After oil is refined to make various kinds of fuel – gasoline, diesel, and jet fuel for cars, trucks, ships, and airplanes – what’s left over, literally at the bottom of the barrel, is a tarry sludge called heavy fuel oil. This waste product contains 4,000 times as much sulfur as the gasoline used by cars.
Heavy fuel oil is the fuel of choice for most cruise ships.
Heavy fuel oil is so dirty that burning it violates sulfur emission standards for air pollution. But rather than switching to cleaner, more expensive fuel, most cruise ships take advantage of a legal loophole: they save money by continuing to burn heavy fuel oil, and they use a scrubber to meet air emission requirements.
A scrubber is a device that turns air pollution into water pollution. ☠️
Scrubbers (also known as “exhaust gas cleaning systems” or EGCS) use millions of gallons of seawater to “scrub” toxic contaminants out of ship’s exhaust, then dump the now-polluted water back into the ocean.

A large body of scientific work shows that scrubber wastewater poses serious dangers to the marine environment, wildlife, and people’s health.
Scrubbers don’t reduce pollution: they transfer it from air to water, putting marine life, fisheries, birds, and communities at risk.
In 2021, the main cruise companies that come to Seattle agreed to temporarily “pause” their discharge of scrubber waste into Puget Sound, until a new, local study could be completed.
Carnival Cruise financed a study that claims to show that scrubber discharge has no impact on the marine environment of Puget Sound! This is an example of an industry-funded study designed to produce a specific result, in order to allow harmful behavior to continue. Cruise companies are likely to use this study to justify backing out of the current scrubber discharge pause so they can go back to burning cheap, dirty fuel and dumping toxic scrubber waste into the Salish Sea.
If cruise lines do withdraw from their agreement to pause scrubber discharge, we can expect them to dump approximately 300 million gallons of polluted scrubber waste into Washington waters during the 2026 cruise season.
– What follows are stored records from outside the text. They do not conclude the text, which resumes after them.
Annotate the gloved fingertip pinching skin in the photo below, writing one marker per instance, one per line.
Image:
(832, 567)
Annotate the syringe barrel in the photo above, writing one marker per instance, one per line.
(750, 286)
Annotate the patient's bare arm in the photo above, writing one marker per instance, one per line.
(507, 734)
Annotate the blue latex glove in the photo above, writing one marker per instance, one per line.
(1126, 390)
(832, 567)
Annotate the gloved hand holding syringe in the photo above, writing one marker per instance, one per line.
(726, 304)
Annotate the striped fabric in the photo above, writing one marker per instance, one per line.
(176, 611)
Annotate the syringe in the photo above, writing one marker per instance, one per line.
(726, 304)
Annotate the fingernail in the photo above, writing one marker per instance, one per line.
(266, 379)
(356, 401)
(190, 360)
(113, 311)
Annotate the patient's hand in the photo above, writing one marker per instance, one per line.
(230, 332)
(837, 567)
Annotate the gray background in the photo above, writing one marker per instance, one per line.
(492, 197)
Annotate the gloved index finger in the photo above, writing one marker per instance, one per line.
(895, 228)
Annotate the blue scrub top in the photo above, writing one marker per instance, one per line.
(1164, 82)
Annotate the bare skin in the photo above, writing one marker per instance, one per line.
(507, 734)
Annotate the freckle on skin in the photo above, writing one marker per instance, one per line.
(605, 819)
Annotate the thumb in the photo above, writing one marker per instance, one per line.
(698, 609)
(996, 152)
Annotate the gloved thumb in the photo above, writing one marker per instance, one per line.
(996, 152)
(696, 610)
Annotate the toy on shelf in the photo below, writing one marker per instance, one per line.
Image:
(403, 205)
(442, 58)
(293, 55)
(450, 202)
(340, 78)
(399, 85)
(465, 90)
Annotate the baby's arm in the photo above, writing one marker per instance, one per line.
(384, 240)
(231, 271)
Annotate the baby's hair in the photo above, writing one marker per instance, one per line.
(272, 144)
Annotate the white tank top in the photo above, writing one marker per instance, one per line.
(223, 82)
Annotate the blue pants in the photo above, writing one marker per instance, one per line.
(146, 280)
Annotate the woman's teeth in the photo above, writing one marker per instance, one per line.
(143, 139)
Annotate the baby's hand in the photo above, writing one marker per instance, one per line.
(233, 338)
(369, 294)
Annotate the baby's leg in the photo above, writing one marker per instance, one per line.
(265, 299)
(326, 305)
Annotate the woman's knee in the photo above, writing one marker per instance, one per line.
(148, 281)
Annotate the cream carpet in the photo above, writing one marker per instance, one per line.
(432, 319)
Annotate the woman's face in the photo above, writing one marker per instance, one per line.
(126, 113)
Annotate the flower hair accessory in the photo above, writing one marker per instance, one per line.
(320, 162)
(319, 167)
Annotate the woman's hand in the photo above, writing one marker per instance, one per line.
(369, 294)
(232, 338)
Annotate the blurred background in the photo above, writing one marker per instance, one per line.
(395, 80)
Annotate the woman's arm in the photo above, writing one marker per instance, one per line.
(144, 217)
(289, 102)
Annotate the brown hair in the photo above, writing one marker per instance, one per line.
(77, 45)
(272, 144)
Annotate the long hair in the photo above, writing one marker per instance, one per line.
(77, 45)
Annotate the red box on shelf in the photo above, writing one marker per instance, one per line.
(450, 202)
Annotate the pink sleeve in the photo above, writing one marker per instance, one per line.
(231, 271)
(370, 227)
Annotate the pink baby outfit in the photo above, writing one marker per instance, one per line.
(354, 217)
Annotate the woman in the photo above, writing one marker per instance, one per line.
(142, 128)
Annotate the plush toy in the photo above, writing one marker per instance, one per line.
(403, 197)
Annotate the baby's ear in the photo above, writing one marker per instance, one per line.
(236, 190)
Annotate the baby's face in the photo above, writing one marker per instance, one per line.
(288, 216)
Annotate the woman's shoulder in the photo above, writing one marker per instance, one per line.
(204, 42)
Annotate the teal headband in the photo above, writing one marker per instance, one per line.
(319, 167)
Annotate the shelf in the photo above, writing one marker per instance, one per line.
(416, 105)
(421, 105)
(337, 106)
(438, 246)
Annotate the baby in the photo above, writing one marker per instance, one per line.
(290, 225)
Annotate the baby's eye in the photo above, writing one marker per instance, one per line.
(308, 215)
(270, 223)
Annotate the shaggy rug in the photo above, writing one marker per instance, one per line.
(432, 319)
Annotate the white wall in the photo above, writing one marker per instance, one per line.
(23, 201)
Ultimately, the International Maritime Organization (IMO) – the UN agency that regulates international shipping – needs to ban the use of scrubbers. But both the IMO and – at the national level – the United States Environmental Protection Agency, have dragged their feet on reining in scrubber harm.
While continuing to push for national and international action, advocates are working, and making progress, at the local, Port, and state level.
Around the world, over 90 jurisdictions in 45 countries have banned or restricted the use of scrubbers and the discharge of scrubber waste, including California, Connecticut, Mexico, Egypt, Sweden, Denmark, and France.
In 2025 and 2026, Washington State legislators considered House Bill 1652 / SB 1599, which would effectively end the use of scrubbers by all ocean-going vessels – not just cruise ships – in state waters. Stay tuned for ways to support the bill during the 2027 legislative session!
Action at the local, regional, and national level can drive progress and increase global momentum for the needed ban worldwide.